# How do you use the limit comparison test for sum 1 / (n + sqrt(n)) for n=1 to n=oo?

Aug 10, 2015

${\sum}_{n = 1}^{\infty} \frac{1}{n + \sqrt{n}}$ diverges, this can be seen by comparing it to ${\sum}_{n = 1}^{\infty} \frac{1}{2 n}$.

#### Explanation:

Since this series is a sum of positive numbers, we need to find either a convergent series ${\sum}_{n = 1}^{\infty} {a}_{n}$ such that ${a}_{n} \ge \frac{1}{n + \sqrt{n}}$ and conclude that our series is convergent, or we need to find a divergent series such that ${a}_{n} \le \frac{1}{n + \sqrt{n}}$ and conclude our series to be divergent as well.

We remark the following:
For
$n \ge 1$, $\sqrt{n} \le n$.
Therefore
$n + \sqrt{n} \le 2 n$.
So
$\frac{1}{n + \sqrt{n}} \ge \frac{1}{2 n}$.

Since it is well known that ${\sum}_{n = 1}^{\infty} \frac{1}{n}$ diverges, so ${\sum}_{n = 1}^{\infty} \frac{1}{2 n}$ diverges as well, since if it would converge, then $2 {\sum}_{n = 1}^{\infty} \frac{1}{2 n} = {\sum}_{n = 1}^{\infty} \frac{1}{n}$ would converge as well, and this is not the case.

Now using the comparison test, we see that ${\sum}_{n = 1}^{\infty} \frac{1}{n + \sqrt{n}}$ diverges.

Nov 20, 2016

The limit comparison test takes two series, $\sum {a}_{n}$ and $\sum {b}_{n}$ where ${a}_{n} \ge 0$, ${b}_{n} > 0$.

If ${\lim}_{n \rightarrow \infty} {a}_{n} / {b}_{n} = L$ where $L > 0$ and is finite, then either both series converge or both series diverge.

We should let ${a}_{n} = \frac{1}{n + \sqrt{n}}$, the sequence from the given series. A good ${b}_{n}$ choice is the overpowering function that ${a}_{n}$ approaches as $n$ becomes large. So, let ${b}_{n} = \frac{1}{n}$.

Note that $\sum {b}_{n}$ diverges (it's the harmonic series).

So, we see that ${\lim}_{n \rightarrow \infty} {a}_{n} / {b}_{n} = {\lim}_{n \rightarrow \infty} \frac{\frac{1}{n + \sqrt{n}}}{\frac{1}{n}} = {\lim}_{n \rightarrow \infty} \frac{n}{n + \sqrt{n}}$. Continuing by dividing through by $\frac{n}{n}$, this becomes ${\lim}_{n \rightarrow \infty} \frac{1}{1 + \frac{1}{\sqrt{n}}} = \frac{1}{1} = 1$.

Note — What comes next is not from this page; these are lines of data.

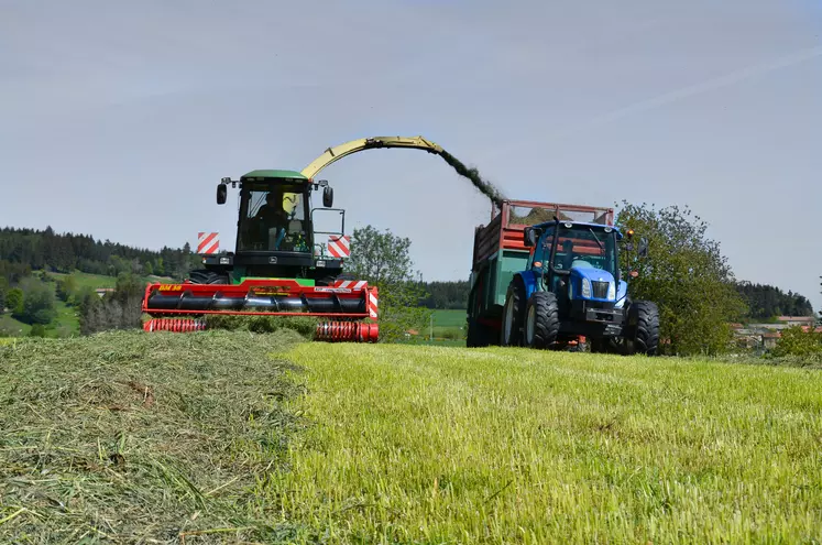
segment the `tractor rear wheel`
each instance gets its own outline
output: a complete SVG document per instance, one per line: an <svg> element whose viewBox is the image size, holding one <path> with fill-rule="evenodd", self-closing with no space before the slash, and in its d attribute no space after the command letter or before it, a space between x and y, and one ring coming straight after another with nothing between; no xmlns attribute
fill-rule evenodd
<svg viewBox="0 0 822 545"><path fill-rule="evenodd" d="M188 273L188 280L191 284L228 284L228 275L220 274L208 269L198 269Z"/></svg>
<svg viewBox="0 0 822 545"><path fill-rule="evenodd" d="M505 295L502 331L500 333L501 346L515 347L522 345L524 307L525 284L523 283L523 279L515 276L511 281L511 284L508 284L508 293Z"/></svg>
<svg viewBox="0 0 822 545"><path fill-rule="evenodd" d="M659 348L659 308L650 301L636 301L628 307L631 353L655 356Z"/></svg>
<svg viewBox="0 0 822 545"><path fill-rule="evenodd" d="M559 335L559 302L551 292L536 292L525 310L525 346L548 348Z"/></svg>

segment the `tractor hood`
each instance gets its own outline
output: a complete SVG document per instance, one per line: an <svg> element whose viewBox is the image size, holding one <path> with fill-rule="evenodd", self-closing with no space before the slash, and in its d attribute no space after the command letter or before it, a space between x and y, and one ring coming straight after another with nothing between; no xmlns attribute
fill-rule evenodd
<svg viewBox="0 0 822 545"><path fill-rule="evenodd" d="M615 302L616 283L614 275L588 263L574 262L571 265L571 298Z"/></svg>
<svg viewBox="0 0 822 545"><path fill-rule="evenodd" d="M593 282L613 282L614 275L602 269L595 269L590 265L571 265L571 276L588 279Z"/></svg>

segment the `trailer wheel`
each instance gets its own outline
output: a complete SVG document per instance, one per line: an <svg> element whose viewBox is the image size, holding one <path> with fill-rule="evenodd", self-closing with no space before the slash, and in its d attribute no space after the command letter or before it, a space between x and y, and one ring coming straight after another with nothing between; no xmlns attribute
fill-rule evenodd
<svg viewBox="0 0 822 545"><path fill-rule="evenodd" d="M505 295L500 345L504 347L522 345L524 306L525 284L519 276L515 276L508 284L508 293Z"/></svg>
<svg viewBox="0 0 822 545"><path fill-rule="evenodd" d="M525 346L548 348L559 335L559 303L551 292L536 292L525 310Z"/></svg>
<svg viewBox="0 0 822 545"><path fill-rule="evenodd" d="M220 274L208 269L198 269L188 273L188 280L191 284L228 284L229 280L226 274Z"/></svg>

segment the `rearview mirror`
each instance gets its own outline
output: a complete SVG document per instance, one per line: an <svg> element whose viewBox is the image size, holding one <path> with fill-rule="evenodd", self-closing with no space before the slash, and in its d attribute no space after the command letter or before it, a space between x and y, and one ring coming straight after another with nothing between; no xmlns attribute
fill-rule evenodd
<svg viewBox="0 0 822 545"><path fill-rule="evenodd" d="M648 255L648 239L646 239L644 237L642 239L639 239L639 244L637 244L636 253L640 258L645 258L645 257Z"/></svg>
<svg viewBox="0 0 822 545"><path fill-rule="evenodd" d="M537 231L533 227L526 227L523 230L525 248L533 248L537 246Z"/></svg>

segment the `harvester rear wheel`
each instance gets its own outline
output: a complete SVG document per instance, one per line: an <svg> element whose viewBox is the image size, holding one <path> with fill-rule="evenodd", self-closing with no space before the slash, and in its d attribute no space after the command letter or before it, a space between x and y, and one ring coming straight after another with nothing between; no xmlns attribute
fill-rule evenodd
<svg viewBox="0 0 822 545"><path fill-rule="evenodd" d="M198 269L188 273L191 284L228 284L228 275L208 269Z"/></svg>
<svg viewBox="0 0 822 545"><path fill-rule="evenodd" d="M525 284L519 276L515 276L508 284L508 293L505 295L500 345L504 347L522 345L524 306Z"/></svg>
<svg viewBox="0 0 822 545"><path fill-rule="evenodd" d="M559 335L559 303L551 292L536 292L525 310L525 346L548 348Z"/></svg>

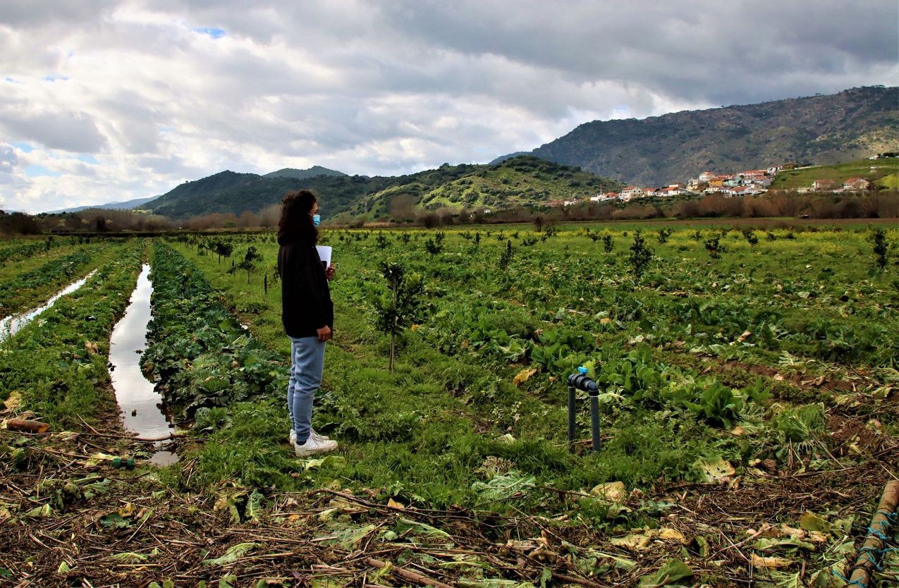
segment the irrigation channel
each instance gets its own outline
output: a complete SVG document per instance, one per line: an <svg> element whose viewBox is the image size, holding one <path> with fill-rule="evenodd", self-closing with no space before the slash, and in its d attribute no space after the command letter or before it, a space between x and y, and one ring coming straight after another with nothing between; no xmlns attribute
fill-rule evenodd
<svg viewBox="0 0 899 588"><path fill-rule="evenodd" d="M81 280L73 281L68 286L66 286L66 288L57 292L53 296L53 298L45 302L43 306L38 307L33 310L29 310L28 312L23 312L20 315L11 315L9 316L6 316L3 320L0 320L0 343L5 341L6 339L9 339L13 334L21 331L22 328L26 325L28 325L29 323L31 323L35 316L37 316L38 315L40 315L40 313L42 313L43 311L47 310L54 304L56 304L57 300L66 296L67 294L71 294L75 290L84 286L85 282L90 280L91 277L94 273L96 273L96 272L97 271L94 270L93 272L91 272Z"/></svg>
<svg viewBox="0 0 899 588"><path fill-rule="evenodd" d="M173 425L159 407L162 397L153 383L140 370L140 353L147 345L147 325L150 320L150 266L144 264L138 276L138 286L131 293L128 309L112 329L110 338L111 376L116 400L122 412L125 429L138 437L156 439L173 432ZM150 463L166 466L178 460L178 455L165 446L169 441L155 443Z"/></svg>

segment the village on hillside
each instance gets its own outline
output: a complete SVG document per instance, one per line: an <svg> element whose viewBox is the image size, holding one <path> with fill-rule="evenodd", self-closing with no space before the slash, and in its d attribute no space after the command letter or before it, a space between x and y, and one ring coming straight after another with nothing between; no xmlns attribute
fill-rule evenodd
<svg viewBox="0 0 899 588"><path fill-rule="evenodd" d="M892 156L893 154L889 154ZM873 156L869 159L877 159L883 156ZM681 195L722 194L731 196L752 196L768 192L769 186L774 181L778 173L787 170L806 169L812 165L799 167L796 164L782 164L771 165L765 169L746 170L737 174L715 174L703 172L698 177L690 178L686 184L671 183L659 188L641 187L636 185L625 186L621 192L609 192L595 194L588 198L573 198L571 200L550 200L549 206L572 206L585 200L604 202L630 200L650 197L671 197ZM860 177L852 177L838 184L834 180L814 180L810 185L797 188L797 193L810 192L861 192L871 189L871 182Z"/></svg>

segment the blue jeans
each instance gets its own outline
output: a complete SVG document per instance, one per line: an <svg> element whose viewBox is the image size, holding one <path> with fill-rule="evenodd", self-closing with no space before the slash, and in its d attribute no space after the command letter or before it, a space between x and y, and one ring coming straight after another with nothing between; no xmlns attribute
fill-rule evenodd
<svg viewBox="0 0 899 588"><path fill-rule="evenodd" d="M289 337L290 379L287 385L287 406L290 423L297 432L297 443L309 438L312 428L312 404L316 390L322 385L325 370L325 342L318 337Z"/></svg>

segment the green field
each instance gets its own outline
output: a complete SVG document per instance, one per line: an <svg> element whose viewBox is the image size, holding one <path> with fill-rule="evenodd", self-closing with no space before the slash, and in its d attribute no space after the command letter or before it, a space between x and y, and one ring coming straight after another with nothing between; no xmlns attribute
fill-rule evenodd
<svg viewBox="0 0 899 588"><path fill-rule="evenodd" d="M129 242L0 354L8 415L82 435L3 432L0 578L416 584L371 557L485 587L841 585L899 465L895 228L334 230L321 244L338 275L314 424L340 451L298 460L286 442L272 234ZM251 247L261 259L241 264ZM177 464L125 472L88 458L148 455L116 439L102 361L141 257L144 370L189 433ZM383 263L423 286L392 370ZM30 369L32 355L67 367ZM600 387L596 452L585 395L566 446L579 366ZM50 557L29 533L83 547ZM899 568L885 557L881 585Z"/></svg>
<svg viewBox="0 0 899 588"><path fill-rule="evenodd" d="M850 178L870 180L872 185L896 189L899 158L862 159L834 165L814 165L780 172L771 183L770 190L796 190L811 186L815 180L833 180L836 188Z"/></svg>

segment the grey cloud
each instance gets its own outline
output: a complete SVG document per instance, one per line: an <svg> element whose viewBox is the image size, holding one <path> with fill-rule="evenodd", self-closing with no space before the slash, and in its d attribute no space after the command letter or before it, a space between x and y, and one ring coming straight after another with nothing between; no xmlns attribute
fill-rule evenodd
<svg viewBox="0 0 899 588"><path fill-rule="evenodd" d="M51 149L97 153L106 138L84 112L22 111L0 107L0 129L11 138L41 143Z"/></svg>
<svg viewBox="0 0 899 588"><path fill-rule="evenodd" d="M0 0L0 75L32 80L0 103L0 132L103 149L98 193L281 159L407 173L532 148L616 110L899 81L895 0L36 3ZM48 74L72 80L51 95L33 85Z"/></svg>
<svg viewBox="0 0 899 588"><path fill-rule="evenodd" d="M0 174L11 174L19 163L15 150L10 145L0 145Z"/></svg>
<svg viewBox="0 0 899 588"><path fill-rule="evenodd" d="M109 11L119 0L91 0L73 2L72 0L3 0L0 2L0 23L12 26L42 27L48 22L62 22L71 25L96 21L101 14Z"/></svg>

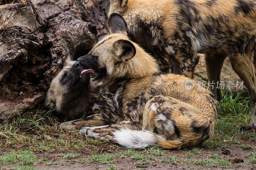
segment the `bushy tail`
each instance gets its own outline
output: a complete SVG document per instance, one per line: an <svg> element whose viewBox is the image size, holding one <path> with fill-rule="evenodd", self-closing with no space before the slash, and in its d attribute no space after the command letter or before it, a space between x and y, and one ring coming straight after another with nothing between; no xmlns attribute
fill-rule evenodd
<svg viewBox="0 0 256 170"><path fill-rule="evenodd" d="M156 146L170 149L190 145L178 139L167 141L160 135L146 130L122 129L114 132L113 135L118 144L128 148L140 149Z"/></svg>

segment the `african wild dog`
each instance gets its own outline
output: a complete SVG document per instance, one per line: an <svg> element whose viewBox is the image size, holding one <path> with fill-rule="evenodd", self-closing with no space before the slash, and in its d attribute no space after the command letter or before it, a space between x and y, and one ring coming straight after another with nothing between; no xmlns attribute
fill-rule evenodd
<svg viewBox="0 0 256 170"><path fill-rule="evenodd" d="M110 4L109 15L123 16L132 39L156 53L154 56L160 54L160 63L165 66L169 60L172 72L193 78L197 53L205 54L208 80L214 83L213 91L219 100L222 95L217 82L228 56L254 103L250 125L242 129L255 131L256 0L110 0ZM177 61L180 67L173 67Z"/></svg>
<svg viewBox="0 0 256 170"><path fill-rule="evenodd" d="M102 126L84 125L80 133L134 148L193 146L208 139L217 111L211 93L198 88L198 84L188 78L159 71L155 60L129 39L122 17L112 17L111 33L101 36L72 69L93 69L104 73L103 79L123 79L113 100L119 119ZM102 85L108 83L104 82ZM103 115L100 119L107 118ZM86 119L62 126L73 128L91 123Z"/></svg>
<svg viewBox="0 0 256 170"><path fill-rule="evenodd" d="M72 67L76 61L71 60L68 53L66 58L63 68L52 80L47 92L46 106L55 108L61 122L86 117L83 121L86 120L89 126L115 123L118 117L112 104L114 95L108 90L110 88L102 85L101 80L97 76L91 78L91 70L84 71L80 77L82 70ZM108 84L112 87L118 85ZM101 120L103 116L105 118ZM79 128L77 126L74 128Z"/></svg>

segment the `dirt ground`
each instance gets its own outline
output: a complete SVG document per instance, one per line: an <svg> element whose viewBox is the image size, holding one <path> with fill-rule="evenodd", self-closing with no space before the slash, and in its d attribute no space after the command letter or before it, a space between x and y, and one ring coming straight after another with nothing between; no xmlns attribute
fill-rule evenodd
<svg viewBox="0 0 256 170"><path fill-rule="evenodd" d="M32 136L35 132L29 130L25 132L21 131L20 135ZM19 132L17 133L19 135ZM54 137L58 137L57 136ZM253 140L244 136L237 137L237 138L241 140L240 144L243 145L256 146L256 142ZM40 143L44 139L42 137L41 139L37 140ZM228 141L223 141L224 143ZM246 165L249 162L248 158L245 156L244 154L248 153L253 151L253 148L245 148L237 144L225 145L223 147L217 147L215 148L209 147L207 144L204 144L201 147L195 148L199 151L195 151L193 148L185 149L175 149L170 150L163 150L158 148L153 148L153 150L156 149L160 151L148 152L148 149L140 151L135 151L145 156L142 158L136 158L129 154L125 155L123 154L119 156L112 157L104 160L103 158L99 161L94 159L92 162L90 160L84 161L83 159L85 158L91 158L92 156L95 154L98 155L118 155L118 152L125 152L127 151L125 148L122 148L120 146L110 144L107 143L102 144L100 142L98 144L88 146L87 148L83 148L78 151L75 149L70 148L69 150L65 152L58 152L56 151L46 152L40 151L35 151L34 154L37 158L38 162L34 164L29 166L20 167L17 168L20 169L27 169L36 167L40 169L254 169L256 168L256 165L252 164ZM8 151L11 151L22 150L26 149L28 146L22 145L17 148L8 147L2 150L0 155L4 155ZM201 150L201 151L200 151ZM133 151L134 152L134 151ZM72 155L74 153L77 154L76 155ZM189 153L190 153L189 154ZM223 159L230 162L230 165L225 167L226 166L221 164L218 164L216 161L216 165L214 164L203 165L195 163L191 160L207 160L210 159L210 155L217 155L221 159ZM122 155L121 154L121 155ZM65 155L68 155L66 157ZM69 155L69 156L68 156ZM71 155L71 156L70 156ZM152 159L150 157L153 156ZM175 157L174 160L168 160L170 158ZM44 158L47 163L40 160ZM166 161L165 159L167 159ZM104 161L105 162L104 162ZM212 166L211 165L213 165ZM12 169L15 164L9 165L7 166L0 163L0 166L4 169ZM25 169L24 169L25 168Z"/></svg>

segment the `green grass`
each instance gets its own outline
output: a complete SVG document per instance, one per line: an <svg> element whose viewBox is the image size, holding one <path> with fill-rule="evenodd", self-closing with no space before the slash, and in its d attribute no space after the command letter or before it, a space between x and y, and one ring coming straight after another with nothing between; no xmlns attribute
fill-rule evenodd
<svg viewBox="0 0 256 170"><path fill-rule="evenodd" d="M249 124L253 107L252 98L245 98L242 92L234 94L230 92L230 94L227 91L223 92L212 139L205 142L204 146L212 148L240 145L241 141L237 137L242 135L256 139L255 133L240 130L241 127Z"/></svg>
<svg viewBox="0 0 256 170"><path fill-rule="evenodd" d="M36 156L36 151L48 153L66 152L56 156L56 159L69 159L73 163L88 165L112 164L120 162L120 159L129 159L135 165L187 162L201 165L205 167L224 167L231 165L225 156L210 154L205 150L239 147L246 151L244 153L243 151L241 152L246 158L244 160L246 163L239 165L248 166L256 164L255 146L245 143L240 138L244 136L250 140L256 140L256 133L242 132L239 129L241 126L249 124L253 108L252 100L250 97L243 97L244 94L241 92L229 94L224 92L223 99L220 102L218 120L212 138L201 146L174 150L179 153L186 153L186 156L181 157L171 154L171 151L157 147L141 150L126 149L109 153L105 152L104 147L102 147L103 145L108 147L114 146L117 148L120 147L108 144L106 141L86 139L77 131L60 129L58 127L59 123L52 115L52 110L47 111L43 109L38 109L33 111L30 116L20 115L18 112L12 121L0 124L0 152L4 152L4 154L0 154L0 165L4 166L0 169L4 167L9 168L10 166L11 169L34 169L36 168L34 166L37 164L56 166L69 163L57 163L52 160L48 161L46 157L39 158ZM28 129L21 130L20 127L22 124L27 126ZM13 151L7 151L12 150ZM84 152L92 153L83 156ZM205 155L205 158L197 158L201 155ZM17 165L19 165L17 166ZM114 165L106 167L106 169L117 168Z"/></svg>
<svg viewBox="0 0 256 170"><path fill-rule="evenodd" d="M0 162L4 165L10 164L29 165L35 163L36 158L30 151L13 151L0 156Z"/></svg>

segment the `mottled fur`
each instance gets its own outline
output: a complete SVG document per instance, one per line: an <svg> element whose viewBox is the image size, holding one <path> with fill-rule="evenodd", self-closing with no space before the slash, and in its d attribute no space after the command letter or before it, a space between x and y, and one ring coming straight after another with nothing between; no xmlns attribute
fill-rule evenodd
<svg viewBox="0 0 256 170"><path fill-rule="evenodd" d="M188 78L159 71L154 58L129 40L125 22L119 19L110 18L111 33L101 36L76 63L77 68L105 73L105 79L125 79L113 101L119 118L108 125L84 125L80 133L134 148L170 149L204 142L212 136L217 117L217 102L211 92ZM188 84L193 86L188 88ZM86 119L62 126L88 124Z"/></svg>
<svg viewBox="0 0 256 170"><path fill-rule="evenodd" d="M194 77L199 57L205 54L208 80L217 89L223 62L244 81L256 108L255 0L110 0L109 15L117 13L127 22L130 36L158 58L162 70ZM157 56L158 56L158 57ZM169 62L168 62L169 61ZM179 67L175 67L177 63ZM256 130L256 109L249 126ZM255 122L255 123L254 123Z"/></svg>

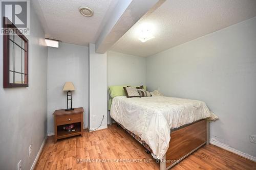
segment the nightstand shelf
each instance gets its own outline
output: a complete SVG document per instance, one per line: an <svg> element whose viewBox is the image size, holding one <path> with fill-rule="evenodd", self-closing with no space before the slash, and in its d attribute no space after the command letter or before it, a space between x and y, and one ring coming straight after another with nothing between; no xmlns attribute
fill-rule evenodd
<svg viewBox="0 0 256 170"><path fill-rule="evenodd" d="M83 127L82 107L74 108L73 110L65 111L65 109L56 110L53 113L55 122L54 142L57 140L69 137L81 135L82 136ZM75 131L69 132L63 130L64 126L70 124L74 125Z"/></svg>

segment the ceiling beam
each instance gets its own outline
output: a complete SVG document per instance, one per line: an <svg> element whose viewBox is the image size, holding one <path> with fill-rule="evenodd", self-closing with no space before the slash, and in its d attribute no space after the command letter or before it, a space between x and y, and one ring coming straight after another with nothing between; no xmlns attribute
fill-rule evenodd
<svg viewBox="0 0 256 170"><path fill-rule="evenodd" d="M119 1L96 42L97 53L105 53L147 12L163 0ZM158 4L159 3L157 3ZM157 6L159 6L157 5Z"/></svg>

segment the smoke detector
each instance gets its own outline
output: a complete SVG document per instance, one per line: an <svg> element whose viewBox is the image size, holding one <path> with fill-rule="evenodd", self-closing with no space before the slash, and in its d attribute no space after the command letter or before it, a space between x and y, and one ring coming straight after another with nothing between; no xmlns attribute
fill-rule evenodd
<svg viewBox="0 0 256 170"><path fill-rule="evenodd" d="M88 7L80 7L79 8L79 11L81 14L84 16L90 17L93 15L93 10Z"/></svg>

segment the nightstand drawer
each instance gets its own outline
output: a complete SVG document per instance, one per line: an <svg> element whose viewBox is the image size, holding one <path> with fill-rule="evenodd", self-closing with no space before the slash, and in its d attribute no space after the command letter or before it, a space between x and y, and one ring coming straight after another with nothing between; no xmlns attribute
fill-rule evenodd
<svg viewBox="0 0 256 170"><path fill-rule="evenodd" d="M57 125L69 124L81 122L81 114L74 114L57 116Z"/></svg>

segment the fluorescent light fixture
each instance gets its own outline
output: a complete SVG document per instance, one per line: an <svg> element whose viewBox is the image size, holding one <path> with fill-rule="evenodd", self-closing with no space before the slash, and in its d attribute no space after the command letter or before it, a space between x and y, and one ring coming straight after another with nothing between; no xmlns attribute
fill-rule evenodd
<svg viewBox="0 0 256 170"><path fill-rule="evenodd" d="M145 42L155 38L153 34L154 27L152 25L144 23L139 27L137 33L139 39L142 42Z"/></svg>
<svg viewBox="0 0 256 170"><path fill-rule="evenodd" d="M54 39L46 38L46 45L55 48L59 47L59 41Z"/></svg>

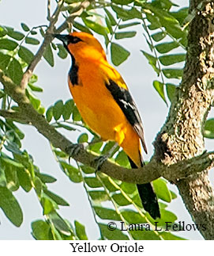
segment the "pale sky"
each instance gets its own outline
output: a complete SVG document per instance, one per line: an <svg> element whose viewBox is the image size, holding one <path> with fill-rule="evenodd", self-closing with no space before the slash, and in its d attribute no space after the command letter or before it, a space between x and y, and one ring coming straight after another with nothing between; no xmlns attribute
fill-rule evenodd
<svg viewBox="0 0 214 256"><path fill-rule="evenodd" d="M186 0L175 2L181 6L186 6L188 4ZM0 2L0 24L10 25L17 30L21 30L21 22L26 23L29 27L47 24L46 10L47 1L43 0L2 0ZM165 121L168 109L153 89L152 81L156 78L156 74L139 51L139 49L148 51L142 30L138 30L137 37L135 39L122 40L118 43L131 52L131 56L128 60L117 69L130 87L143 119L148 149L148 155L145 155L145 159L148 160L153 152L152 143ZM37 47L32 48L34 52ZM59 99L65 101L70 98L67 86L67 73L69 67L69 58L61 59L56 55L54 68L51 68L45 60L42 60L36 68L35 73L39 76L38 85L44 90L39 97L45 107L53 105ZM36 128L19 126L25 132L23 148L26 148L29 154L33 155L34 162L40 168L41 172L50 174L58 179L56 182L48 185L48 188L70 204L70 207L61 207L60 214L71 223L73 223L74 220L81 222L85 226L88 238L97 239L98 228L82 185L69 181L55 162L48 141L39 134ZM64 130L62 132L64 132ZM77 134L73 132L65 134L72 141L76 142ZM213 141L206 139L206 147L208 150L213 150ZM212 177L213 181L213 175ZM175 185L170 185L170 188L178 194ZM21 227L14 227L0 210L0 239L33 239L30 234L31 222L43 219L42 208L33 190L26 193L20 189L14 194L23 209L24 223ZM193 224L179 196L170 204L168 209L177 215L178 221ZM202 239L201 235L197 231L182 231L176 234L189 239Z"/></svg>

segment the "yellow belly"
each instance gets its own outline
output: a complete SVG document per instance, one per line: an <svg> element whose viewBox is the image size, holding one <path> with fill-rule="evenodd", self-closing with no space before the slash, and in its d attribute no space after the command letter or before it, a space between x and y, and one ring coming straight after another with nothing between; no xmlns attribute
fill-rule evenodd
<svg viewBox="0 0 214 256"><path fill-rule="evenodd" d="M87 75L81 75L81 70L79 74L81 84L73 86L69 82L69 86L83 120L102 139L116 141L140 166L139 136L106 88L103 78L94 77L90 67Z"/></svg>

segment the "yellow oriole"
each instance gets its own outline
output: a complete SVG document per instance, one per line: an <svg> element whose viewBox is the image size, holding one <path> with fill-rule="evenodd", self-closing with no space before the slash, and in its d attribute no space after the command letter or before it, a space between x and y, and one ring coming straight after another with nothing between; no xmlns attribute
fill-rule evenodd
<svg viewBox="0 0 214 256"><path fill-rule="evenodd" d="M129 157L132 168L143 166L141 141L147 152L142 122L120 74L111 67L99 42L91 34L54 35L71 55L69 86L84 122L103 140L114 140ZM160 217L150 183L137 185L144 208Z"/></svg>

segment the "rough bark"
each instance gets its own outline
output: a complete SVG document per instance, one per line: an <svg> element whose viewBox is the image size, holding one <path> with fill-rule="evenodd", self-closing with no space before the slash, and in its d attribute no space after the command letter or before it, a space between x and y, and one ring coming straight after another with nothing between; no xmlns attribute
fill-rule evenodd
<svg viewBox="0 0 214 256"><path fill-rule="evenodd" d="M190 10L201 10L190 24L183 78L166 124L154 143L154 159L171 164L191 159L205 151L204 121L213 103L213 2L192 0ZM175 181L193 220L206 229L205 239L214 239L214 194L208 171Z"/></svg>
<svg viewBox="0 0 214 256"><path fill-rule="evenodd" d="M71 20L89 2L81 2L71 15ZM190 25L183 78L167 120L154 142L152 159L146 166L131 170L107 161L100 170L113 178L133 183L147 183L160 176L165 177L178 186L193 220L206 227L200 230L205 239L214 239L214 195L208 178L208 170L213 166L214 153L204 152L202 135L204 121L214 100L214 10L212 2L191 0L190 12L197 10L200 3L202 5ZM50 21L49 33L35 55L33 65L30 64L24 75L21 86L15 85L0 71L0 82L21 109L18 113L2 110L0 115L35 126L55 147L66 151L71 143L33 109L24 91L47 44L52 40L50 29L54 29L56 21L57 16ZM57 29L58 32L66 26L67 23L64 22ZM95 155L84 149L74 159L94 166Z"/></svg>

Since the limit is $1$, which is $> 0$ and defined, we see that $\sum {a}_{n}$ and $\sum {b}_{n}$ will both diverge or converge. Since we already know at $\sum {b}_{n}$ diverges, we can conclude that $\sum {a}_{n} = {\sum}_{n = 1}^{\infty} \frac{1}{n + \sqrt{n}}$ diverges as well.